Today, she’s passionate about creating a law firm that doesn’t simply emulate the traditional model. Her plans for Maron Marvel include

  • Elevating diversity, equity and inclusion in the workplace.
  • Empowering attorneys and staff to be their authentic selves.
  • Enhancing the use of technology, artificial intelligence and portfolio risk management in mass tort litigation.
  • Continuing to be obsessed with client service.
  • Leading by example.

McEldowney joined Maron Marvel in 2003, brought on to help Jim Maron execute his vision of national risk management. Since she came aboard, the firm has grown from three lawyers in Wilmington, Delaware, to 100 attorneys in 12 offices across 10 states. The firm’s breadth of practice, dedicated teams and geographic reach enabled it to represent clients in some of the most dangerous jurisdictions in the country. Over the years, it has also been able to maintain a client roster of Fortune 50 companies while bringing in new clients as well. McEldowney attributes the firm’s success to its stellar client service and responsiveness, and she wants its lawyers to remain focused on winning by being fearless, loyal, efficient and steadfast.

There are so many law firms competing in Maron Marvel’s space, and more than ever, McEldowney senses increasing pressure throughout the legal market to deliver and win. “Today, midsize law firms are probably facing their toughest time because they compete with mega-conglomerate firms,” she says. “The similar-sized firms have a niche. You have to separate yourself and be best-in-show in your core practice areas. Client expectations, especially with technology, are at an all-time high.”
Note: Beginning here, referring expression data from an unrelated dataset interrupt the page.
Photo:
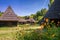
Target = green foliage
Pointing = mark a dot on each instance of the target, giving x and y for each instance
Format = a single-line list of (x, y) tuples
[(49, 33), (51, 2)]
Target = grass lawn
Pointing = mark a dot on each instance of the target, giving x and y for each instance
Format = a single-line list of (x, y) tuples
[(9, 33)]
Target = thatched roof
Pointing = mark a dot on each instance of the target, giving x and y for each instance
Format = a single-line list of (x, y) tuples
[(30, 20), (54, 11), (22, 20), (9, 15)]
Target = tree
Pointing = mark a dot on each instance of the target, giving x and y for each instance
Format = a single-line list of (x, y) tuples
[(51, 2), (1, 13)]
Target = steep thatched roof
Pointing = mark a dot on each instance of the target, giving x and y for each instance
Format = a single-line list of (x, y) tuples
[(9, 15), (30, 20), (54, 11), (22, 20)]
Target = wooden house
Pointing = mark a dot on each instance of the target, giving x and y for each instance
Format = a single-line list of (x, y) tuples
[(9, 18), (53, 13)]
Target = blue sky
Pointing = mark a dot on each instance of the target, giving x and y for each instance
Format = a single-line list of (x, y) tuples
[(24, 7)]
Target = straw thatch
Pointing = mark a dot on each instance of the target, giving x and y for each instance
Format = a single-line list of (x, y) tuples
[(31, 20), (22, 20), (9, 15)]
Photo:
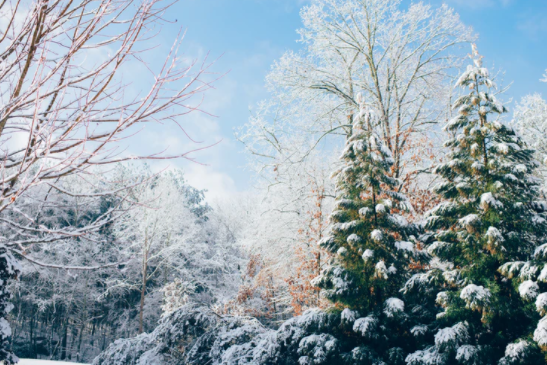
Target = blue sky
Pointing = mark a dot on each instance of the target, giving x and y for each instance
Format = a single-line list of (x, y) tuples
[(250, 35)]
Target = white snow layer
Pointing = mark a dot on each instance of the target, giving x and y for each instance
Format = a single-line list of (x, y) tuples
[(45, 362)]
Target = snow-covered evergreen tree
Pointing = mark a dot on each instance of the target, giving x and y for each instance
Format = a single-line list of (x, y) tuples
[(372, 242), (9, 270), (368, 236), (489, 216)]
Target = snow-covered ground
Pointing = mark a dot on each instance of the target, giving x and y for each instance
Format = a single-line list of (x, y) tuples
[(45, 362)]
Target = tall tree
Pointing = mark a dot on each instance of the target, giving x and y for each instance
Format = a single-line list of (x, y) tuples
[(489, 216), (371, 239), (64, 112), (400, 60)]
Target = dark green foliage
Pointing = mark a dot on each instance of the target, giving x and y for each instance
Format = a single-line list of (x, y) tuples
[(489, 217)]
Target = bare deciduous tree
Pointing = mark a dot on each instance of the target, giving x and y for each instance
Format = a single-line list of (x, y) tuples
[(399, 60), (66, 108)]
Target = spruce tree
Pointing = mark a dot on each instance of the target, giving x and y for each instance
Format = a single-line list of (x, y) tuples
[(9, 270), (489, 216), (372, 243)]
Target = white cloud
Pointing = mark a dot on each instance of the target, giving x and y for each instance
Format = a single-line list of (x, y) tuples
[(217, 184), (475, 4)]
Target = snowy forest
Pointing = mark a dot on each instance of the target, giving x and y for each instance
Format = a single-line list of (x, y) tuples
[(396, 212)]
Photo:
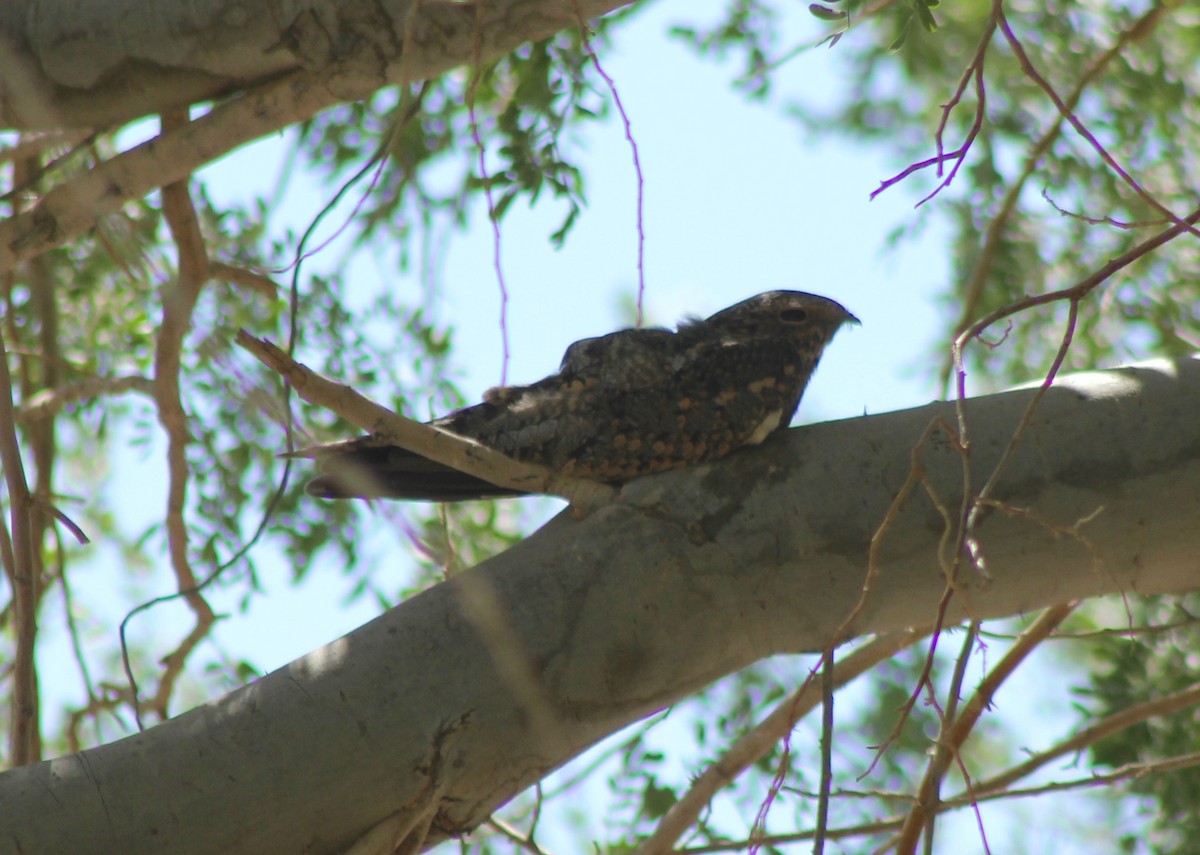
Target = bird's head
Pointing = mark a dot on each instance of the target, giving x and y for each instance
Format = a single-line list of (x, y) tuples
[(808, 320)]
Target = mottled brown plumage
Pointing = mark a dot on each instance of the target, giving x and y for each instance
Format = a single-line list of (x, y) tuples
[(622, 405)]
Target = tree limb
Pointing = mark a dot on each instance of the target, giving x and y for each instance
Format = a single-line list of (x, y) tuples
[(684, 578)]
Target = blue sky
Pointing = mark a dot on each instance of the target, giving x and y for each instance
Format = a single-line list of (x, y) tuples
[(737, 202)]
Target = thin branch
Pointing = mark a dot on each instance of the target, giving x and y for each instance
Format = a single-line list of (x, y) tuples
[(763, 736), (1105, 727), (31, 144), (486, 181), (51, 401), (972, 72), (75, 205), (250, 280), (957, 734), (21, 567), (1080, 129), (439, 446), (973, 288), (1133, 770), (179, 302), (637, 161)]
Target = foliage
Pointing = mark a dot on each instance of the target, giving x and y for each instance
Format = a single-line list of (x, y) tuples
[(1033, 207)]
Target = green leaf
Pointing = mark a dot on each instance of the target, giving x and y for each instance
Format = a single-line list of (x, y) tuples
[(825, 12)]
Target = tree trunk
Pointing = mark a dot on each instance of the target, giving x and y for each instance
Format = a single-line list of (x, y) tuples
[(447, 706)]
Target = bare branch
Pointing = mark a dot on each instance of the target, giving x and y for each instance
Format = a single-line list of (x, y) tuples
[(955, 735), (179, 302), (21, 568), (51, 401)]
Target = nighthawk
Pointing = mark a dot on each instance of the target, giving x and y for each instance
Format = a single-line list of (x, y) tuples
[(621, 406)]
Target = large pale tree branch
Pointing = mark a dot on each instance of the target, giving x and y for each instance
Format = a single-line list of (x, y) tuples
[(414, 728), (71, 64), (360, 54)]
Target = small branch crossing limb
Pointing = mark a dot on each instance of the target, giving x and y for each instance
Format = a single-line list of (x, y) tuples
[(439, 446)]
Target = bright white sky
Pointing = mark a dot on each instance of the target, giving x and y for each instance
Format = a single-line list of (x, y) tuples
[(737, 202)]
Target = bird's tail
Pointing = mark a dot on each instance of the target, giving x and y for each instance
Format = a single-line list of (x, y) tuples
[(366, 468)]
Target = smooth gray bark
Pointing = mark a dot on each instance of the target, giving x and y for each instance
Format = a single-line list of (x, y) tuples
[(97, 63), (451, 703)]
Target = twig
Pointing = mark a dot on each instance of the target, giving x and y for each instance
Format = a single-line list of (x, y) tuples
[(760, 740), (1080, 129), (1092, 734), (973, 288), (179, 302), (1134, 770), (18, 562), (51, 401), (439, 446), (957, 734), (637, 161), (477, 69)]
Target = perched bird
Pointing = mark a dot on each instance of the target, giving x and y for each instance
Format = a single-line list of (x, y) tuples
[(621, 406)]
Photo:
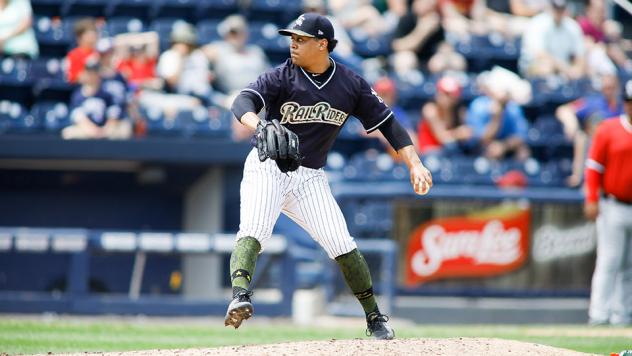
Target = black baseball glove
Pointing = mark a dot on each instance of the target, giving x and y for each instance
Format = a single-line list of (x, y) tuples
[(276, 142)]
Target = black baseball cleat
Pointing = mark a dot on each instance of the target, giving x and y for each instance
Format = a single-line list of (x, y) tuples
[(239, 309), (377, 326)]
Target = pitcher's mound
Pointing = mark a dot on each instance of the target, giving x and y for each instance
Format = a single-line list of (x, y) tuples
[(453, 346)]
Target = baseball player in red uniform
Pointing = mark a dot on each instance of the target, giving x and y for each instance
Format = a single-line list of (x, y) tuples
[(609, 200), (306, 100)]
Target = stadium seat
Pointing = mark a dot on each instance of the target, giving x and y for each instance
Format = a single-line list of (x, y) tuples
[(15, 84), (265, 35), (94, 8), (163, 27), (203, 122), (182, 9), (159, 125), (216, 9), (14, 118), (48, 8), (369, 47), (53, 116), (140, 9), (118, 25), (52, 36), (47, 78), (277, 11), (207, 31)]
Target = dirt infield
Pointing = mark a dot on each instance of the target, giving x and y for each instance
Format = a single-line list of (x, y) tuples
[(453, 346)]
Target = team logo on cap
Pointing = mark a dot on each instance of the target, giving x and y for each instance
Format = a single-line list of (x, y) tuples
[(299, 21)]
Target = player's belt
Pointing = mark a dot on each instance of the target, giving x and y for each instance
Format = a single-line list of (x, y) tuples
[(624, 202)]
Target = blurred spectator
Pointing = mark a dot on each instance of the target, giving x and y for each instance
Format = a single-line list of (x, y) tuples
[(184, 67), (419, 31), (580, 117), (464, 18), (93, 111), (609, 201), (359, 15), (87, 37), (510, 18), (385, 88), (344, 49), (439, 127), (592, 23), (112, 81), (138, 53), (446, 60), (17, 37), (235, 62), (617, 46), (553, 45), (603, 39), (498, 124)]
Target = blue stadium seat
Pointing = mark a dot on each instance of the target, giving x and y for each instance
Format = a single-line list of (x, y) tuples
[(53, 116), (203, 122), (48, 8), (163, 27), (53, 37), (47, 78), (159, 125), (94, 8), (216, 9), (414, 90), (277, 11), (118, 25), (207, 31), (265, 35), (371, 166), (15, 83), (369, 47), (368, 218), (182, 9), (483, 52), (131, 8), (14, 118)]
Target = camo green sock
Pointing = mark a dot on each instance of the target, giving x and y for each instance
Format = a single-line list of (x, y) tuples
[(243, 261), (358, 278)]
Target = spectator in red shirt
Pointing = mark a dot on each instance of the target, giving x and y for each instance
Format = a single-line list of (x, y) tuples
[(140, 56), (580, 117), (609, 175), (87, 37), (439, 125)]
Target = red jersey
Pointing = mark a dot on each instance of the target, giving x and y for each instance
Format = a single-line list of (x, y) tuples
[(609, 164), (464, 7), (77, 58), (137, 71), (426, 138)]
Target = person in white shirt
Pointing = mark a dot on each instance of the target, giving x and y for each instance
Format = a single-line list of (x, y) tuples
[(553, 45)]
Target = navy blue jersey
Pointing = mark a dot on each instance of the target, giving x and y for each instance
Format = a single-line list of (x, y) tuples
[(316, 112), (98, 107)]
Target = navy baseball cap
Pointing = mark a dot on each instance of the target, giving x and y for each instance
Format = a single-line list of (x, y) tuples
[(627, 91), (310, 25)]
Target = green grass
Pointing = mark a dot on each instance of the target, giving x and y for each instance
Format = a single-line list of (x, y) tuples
[(33, 336)]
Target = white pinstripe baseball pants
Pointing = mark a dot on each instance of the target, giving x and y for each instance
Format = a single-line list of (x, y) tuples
[(303, 195)]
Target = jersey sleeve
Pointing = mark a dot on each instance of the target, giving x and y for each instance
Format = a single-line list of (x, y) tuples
[(595, 164), (268, 86), (370, 108)]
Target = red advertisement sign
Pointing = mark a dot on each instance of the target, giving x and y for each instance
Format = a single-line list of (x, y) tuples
[(468, 246)]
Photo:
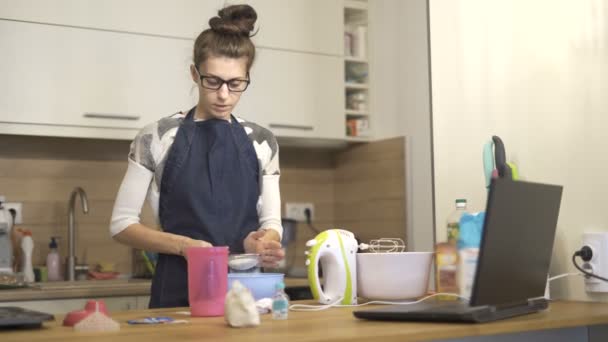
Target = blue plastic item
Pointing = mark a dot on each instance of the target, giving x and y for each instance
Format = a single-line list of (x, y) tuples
[(471, 227), (261, 285)]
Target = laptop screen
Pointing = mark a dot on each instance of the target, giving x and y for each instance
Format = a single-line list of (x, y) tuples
[(517, 242)]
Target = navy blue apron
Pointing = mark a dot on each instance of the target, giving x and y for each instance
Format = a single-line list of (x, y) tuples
[(209, 191)]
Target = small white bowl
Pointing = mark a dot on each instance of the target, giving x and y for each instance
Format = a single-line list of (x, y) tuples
[(393, 276)]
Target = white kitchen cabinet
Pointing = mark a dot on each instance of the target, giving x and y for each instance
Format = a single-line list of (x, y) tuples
[(295, 94), (299, 25), (63, 306), (74, 78), (176, 18)]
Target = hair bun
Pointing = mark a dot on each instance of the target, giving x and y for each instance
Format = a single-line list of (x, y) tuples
[(235, 19)]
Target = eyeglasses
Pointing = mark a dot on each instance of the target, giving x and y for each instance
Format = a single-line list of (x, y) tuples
[(235, 85)]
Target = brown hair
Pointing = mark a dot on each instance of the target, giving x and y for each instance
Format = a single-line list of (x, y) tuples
[(228, 35)]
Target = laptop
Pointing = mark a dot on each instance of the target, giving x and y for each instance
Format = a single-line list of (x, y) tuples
[(514, 258)]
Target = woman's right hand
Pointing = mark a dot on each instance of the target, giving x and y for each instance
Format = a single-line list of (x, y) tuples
[(187, 242)]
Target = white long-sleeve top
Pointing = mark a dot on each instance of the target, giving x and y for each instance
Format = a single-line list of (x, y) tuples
[(147, 158)]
Her vision for Maron Marvel is to take Jim Maron’s legacy to the next level of technology and litigation risk management to deliver predictable, favorable outcomes for clients while lowering their defense and indemnity dollars year after year. Her most important priority, she says, is to boost the number of women and attorneys of color in the profession—starting, naturally, with the firm she now leads. An ardent advocate for DEI initiatives, she and the firm’s DEI member, Antoinette Hubbard, will ensure that Maron Marvel makes it easy for attorneys and staff to do diversity work in their everyday lives.

In 2020, BP presented Maron Marvel with its diversity and inclusion award—annual recognition by the international energy giant of one of its external law firms that has shown exceptional focus on promoting DEI in the legal profession and society more generally. Going forward, Maron Marvel will also pursue partnership opportunities with local educational institutions to sponsor legal scholarships, mentoring and internships to spark and support the interest of underrepresented groups in the profession.

McEldowney is keen to see more women and people of color in all industries take on more leadership roles. “The only thing that separates women, people of color and other underrepresented groups in our profession is opportunity,” she says. “Jim Maron gave me that opportunity 19 years ago. I will proudly carry the torch he lit with our second-generation leadership team.”

Sharen Nocella is the marketing director for Maron Marvel Bradley Anderson & Tardy LLC. She has over 20 years of experience in law firm marketing and communications and is a graduate of The Wharton School at the University of Pennsylvania.